The program itself is really simple. The kernel code is just a copy of the input cell to the output cell.

The problem is a crash when reading memory back from device using clEnqueueReadBuffer(). If I replace buffers by images, I get the same crash in clEnqueueReadImage() or clEnqueueMapImage()…

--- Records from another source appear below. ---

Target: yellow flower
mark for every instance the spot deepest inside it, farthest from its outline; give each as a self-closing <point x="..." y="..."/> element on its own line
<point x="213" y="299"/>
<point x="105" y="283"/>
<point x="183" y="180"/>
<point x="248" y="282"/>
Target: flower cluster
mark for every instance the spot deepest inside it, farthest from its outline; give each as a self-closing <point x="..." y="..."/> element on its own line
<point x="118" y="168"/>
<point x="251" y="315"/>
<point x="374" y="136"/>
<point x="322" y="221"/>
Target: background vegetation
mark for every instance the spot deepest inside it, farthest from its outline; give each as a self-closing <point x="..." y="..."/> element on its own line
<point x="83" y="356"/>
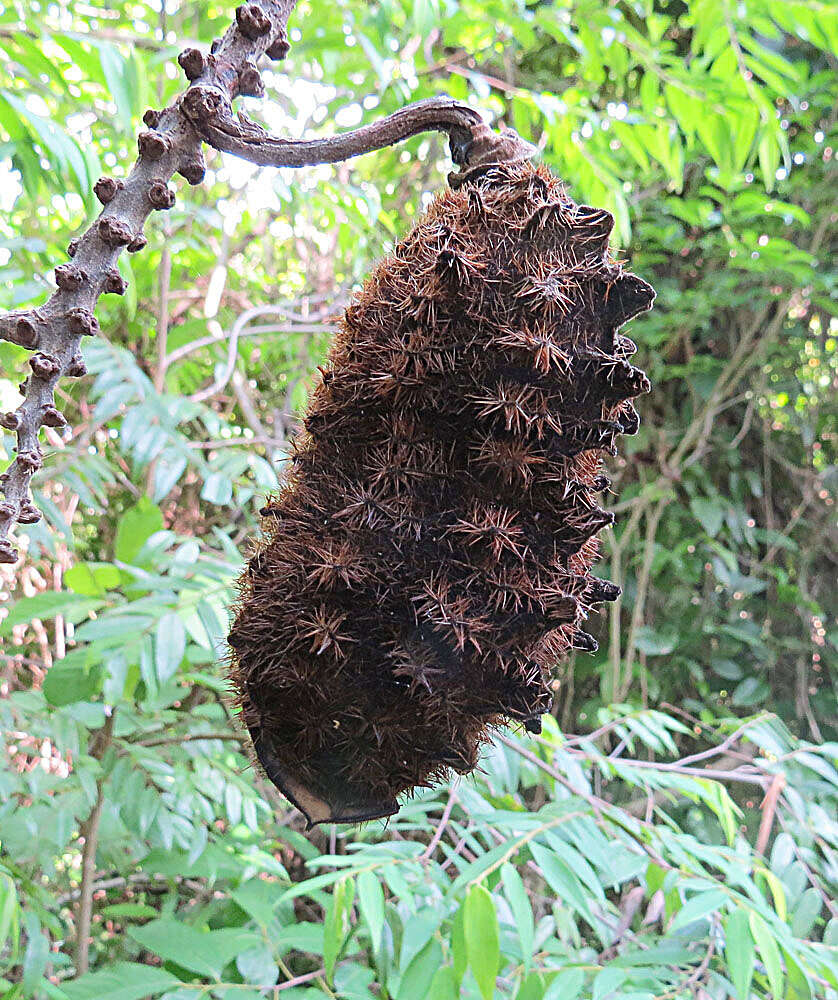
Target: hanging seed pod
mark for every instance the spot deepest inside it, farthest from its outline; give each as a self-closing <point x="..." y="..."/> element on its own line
<point x="428" y="559"/>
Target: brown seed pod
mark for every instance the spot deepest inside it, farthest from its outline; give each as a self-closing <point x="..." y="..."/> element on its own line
<point x="428" y="559"/>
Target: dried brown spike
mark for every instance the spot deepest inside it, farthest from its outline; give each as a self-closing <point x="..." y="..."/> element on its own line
<point x="428" y="558"/>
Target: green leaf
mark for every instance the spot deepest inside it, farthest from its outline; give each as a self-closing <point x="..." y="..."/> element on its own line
<point x="710" y="514"/>
<point x="417" y="977"/>
<point x="459" y="953"/>
<point x="36" y="954"/>
<point x="69" y="682"/>
<point x="130" y="911"/>
<point x="444" y="985"/>
<point x="698" y="907"/>
<point x="169" y="646"/>
<point x="532" y="988"/>
<point x="519" y="903"/>
<point x="739" y="952"/>
<point x="9" y="914"/>
<point x="73" y="607"/>
<point x="561" y="879"/>
<point x="567" y="985"/>
<point x="480" y="927"/>
<point x="371" y="902"/>
<point x="769" y="953"/>
<point x="203" y="952"/>
<point x="135" y="527"/>
<point x="121" y="981"/>
<point x="257" y="966"/>
<point x="336" y="923"/>
<point x="92" y="578"/>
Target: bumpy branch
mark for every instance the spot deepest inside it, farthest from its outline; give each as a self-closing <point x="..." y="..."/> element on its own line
<point x="172" y="144"/>
<point x="473" y="143"/>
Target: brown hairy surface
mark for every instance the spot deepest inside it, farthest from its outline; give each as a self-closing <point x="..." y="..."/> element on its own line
<point x="427" y="560"/>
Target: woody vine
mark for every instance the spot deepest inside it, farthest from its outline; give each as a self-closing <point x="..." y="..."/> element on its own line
<point x="172" y="144"/>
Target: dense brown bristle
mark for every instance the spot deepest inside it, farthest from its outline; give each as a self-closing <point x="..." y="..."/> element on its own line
<point x="428" y="558"/>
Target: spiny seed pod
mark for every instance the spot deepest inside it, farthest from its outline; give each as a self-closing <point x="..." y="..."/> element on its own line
<point x="428" y="559"/>
<point x="69" y="278"/>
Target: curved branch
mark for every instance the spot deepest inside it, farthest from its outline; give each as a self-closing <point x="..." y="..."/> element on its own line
<point x="473" y="143"/>
<point x="173" y="144"/>
<point x="55" y="330"/>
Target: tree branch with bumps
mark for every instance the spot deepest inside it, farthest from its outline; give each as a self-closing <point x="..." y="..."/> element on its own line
<point x="172" y="143"/>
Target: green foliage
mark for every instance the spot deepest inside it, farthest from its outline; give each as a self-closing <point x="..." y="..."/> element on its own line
<point x="621" y="864"/>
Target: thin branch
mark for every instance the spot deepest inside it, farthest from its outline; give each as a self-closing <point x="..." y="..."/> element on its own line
<point x="190" y="737"/>
<point x="473" y="143"/>
<point x="769" y="808"/>
<point x="173" y="143"/>
<point x="55" y="329"/>
<point x="89" y="830"/>
<point x="449" y="805"/>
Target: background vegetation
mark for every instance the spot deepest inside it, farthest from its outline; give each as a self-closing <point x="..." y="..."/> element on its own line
<point x="687" y="844"/>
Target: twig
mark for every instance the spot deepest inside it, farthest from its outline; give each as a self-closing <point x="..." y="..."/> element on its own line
<point x="89" y="830"/>
<point x="446" y="814"/>
<point x="769" y="808"/>
<point x="172" y="144"/>
<point x="187" y="737"/>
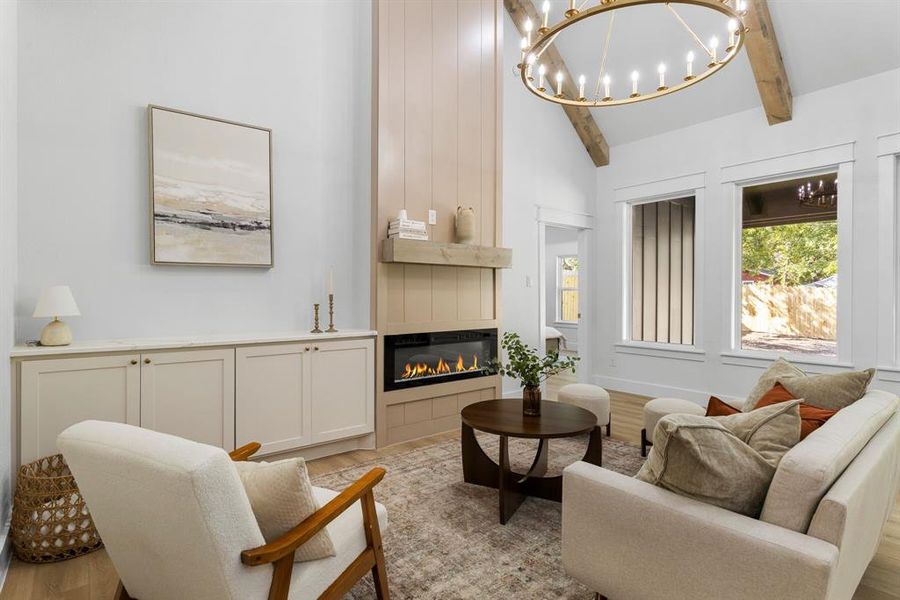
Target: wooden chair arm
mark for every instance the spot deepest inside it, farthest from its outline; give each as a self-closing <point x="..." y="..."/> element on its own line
<point x="244" y="452"/>
<point x="311" y="525"/>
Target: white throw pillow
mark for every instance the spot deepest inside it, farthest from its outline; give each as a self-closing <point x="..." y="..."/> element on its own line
<point x="281" y="496"/>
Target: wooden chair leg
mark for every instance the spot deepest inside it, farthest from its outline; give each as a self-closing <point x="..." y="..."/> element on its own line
<point x="373" y="540"/>
<point x="122" y="593"/>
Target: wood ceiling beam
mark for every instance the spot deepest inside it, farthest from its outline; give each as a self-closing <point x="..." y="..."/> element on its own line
<point x="581" y="118"/>
<point x="767" y="63"/>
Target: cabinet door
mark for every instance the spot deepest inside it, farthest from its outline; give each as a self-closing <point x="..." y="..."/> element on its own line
<point x="190" y="394"/>
<point x="57" y="393"/>
<point x="272" y="397"/>
<point x="342" y="389"/>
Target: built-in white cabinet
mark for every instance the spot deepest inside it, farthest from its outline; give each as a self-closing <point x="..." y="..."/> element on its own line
<point x="341" y="388"/>
<point x="190" y="394"/>
<point x="57" y="393"/>
<point x="273" y="397"/>
<point x="287" y="396"/>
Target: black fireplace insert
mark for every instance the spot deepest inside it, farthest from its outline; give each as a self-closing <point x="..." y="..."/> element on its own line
<point x="415" y="359"/>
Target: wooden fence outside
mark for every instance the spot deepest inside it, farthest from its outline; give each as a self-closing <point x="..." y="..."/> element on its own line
<point x="790" y="310"/>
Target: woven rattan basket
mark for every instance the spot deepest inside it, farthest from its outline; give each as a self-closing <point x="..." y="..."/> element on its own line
<point x="50" y="520"/>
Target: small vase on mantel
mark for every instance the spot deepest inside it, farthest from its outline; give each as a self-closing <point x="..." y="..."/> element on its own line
<point x="531" y="401"/>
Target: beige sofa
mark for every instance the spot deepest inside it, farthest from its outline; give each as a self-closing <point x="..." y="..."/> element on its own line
<point x="819" y="528"/>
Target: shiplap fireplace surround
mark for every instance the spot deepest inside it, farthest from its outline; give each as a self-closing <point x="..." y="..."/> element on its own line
<point x="437" y="146"/>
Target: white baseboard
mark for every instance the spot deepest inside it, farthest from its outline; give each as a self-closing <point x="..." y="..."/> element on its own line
<point x="654" y="390"/>
<point x="5" y="553"/>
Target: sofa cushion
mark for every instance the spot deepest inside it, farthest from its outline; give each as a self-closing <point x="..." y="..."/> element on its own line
<point x="809" y="469"/>
<point x="281" y="496"/>
<point x="723" y="461"/>
<point x="811" y="417"/>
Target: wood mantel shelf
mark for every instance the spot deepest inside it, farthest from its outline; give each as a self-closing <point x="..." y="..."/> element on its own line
<point x="436" y="253"/>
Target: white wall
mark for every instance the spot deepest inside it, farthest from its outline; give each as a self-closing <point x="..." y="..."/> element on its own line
<point x="88" y="71"/>
<point x="8" y="176"/>
<point x="857" y="111"/>
<point x="559" y="242"/>
<point x="544" y="164"/>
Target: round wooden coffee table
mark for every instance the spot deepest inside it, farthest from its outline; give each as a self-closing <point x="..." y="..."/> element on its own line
<point x="505" y="418"/>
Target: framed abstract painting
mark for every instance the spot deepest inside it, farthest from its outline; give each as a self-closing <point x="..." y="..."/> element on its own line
<point x="210" y="191"/>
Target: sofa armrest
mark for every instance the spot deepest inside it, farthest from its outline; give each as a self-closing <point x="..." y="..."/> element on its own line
<point x="625" y="538"/>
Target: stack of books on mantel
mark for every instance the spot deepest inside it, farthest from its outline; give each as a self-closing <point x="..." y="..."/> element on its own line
<point x="407" y="229"/>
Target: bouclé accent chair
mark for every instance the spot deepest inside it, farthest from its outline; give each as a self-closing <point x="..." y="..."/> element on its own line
<point x="177" y="523"/>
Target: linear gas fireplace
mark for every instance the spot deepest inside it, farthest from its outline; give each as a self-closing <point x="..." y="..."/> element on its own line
<point x="415" y="359"/>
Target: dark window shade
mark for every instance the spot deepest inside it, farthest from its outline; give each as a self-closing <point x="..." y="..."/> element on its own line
<point x="662" y="272"/>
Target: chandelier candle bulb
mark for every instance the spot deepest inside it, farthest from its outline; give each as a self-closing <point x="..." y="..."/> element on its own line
<point x="732" y="32"/>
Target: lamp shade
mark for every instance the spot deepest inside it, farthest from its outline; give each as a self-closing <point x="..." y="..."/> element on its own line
<point x="56" y="301"/>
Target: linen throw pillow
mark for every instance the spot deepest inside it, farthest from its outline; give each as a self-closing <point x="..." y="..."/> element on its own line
<point x="778" y="369"/>
<point x="724" y="461"/>
<point x="831" y="391"/>
<point x="719" y="408"/>
<point x="811" y="417"/>
<point x="281" y="497"/>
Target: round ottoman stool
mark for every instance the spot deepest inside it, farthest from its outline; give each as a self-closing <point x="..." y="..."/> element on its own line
<point x="589" y="397"/>
<point x="657" y="408"/>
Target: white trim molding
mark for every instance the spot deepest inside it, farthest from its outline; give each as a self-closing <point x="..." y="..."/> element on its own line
<point x="785" y="166"/>
<point x="660" y="189"/>
<point x="888" y="249"/>
<point x="670" y="188"/>
<point x="837" y="157"/>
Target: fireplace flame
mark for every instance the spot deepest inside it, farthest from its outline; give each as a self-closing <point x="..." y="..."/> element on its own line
<point x="411" y="371"/>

I have been working on this problem for several hours and I really can’t figure out what the problem is…

Thank you for your help,
Patrick

Actually, I put a clFinish() just after the clEnqueueNDRangeKernel() and it crashes at this place (before actually reaching clEnqueueReadBuffer())…

What could be the cause? Any idea?

Thanks a lot

you input buffer can be in CL_MEM_READ_ONLY

but the output must be in CL_MEM_COPY_HOST_PTR

in the enqueueReadBuffer you take the output buffer.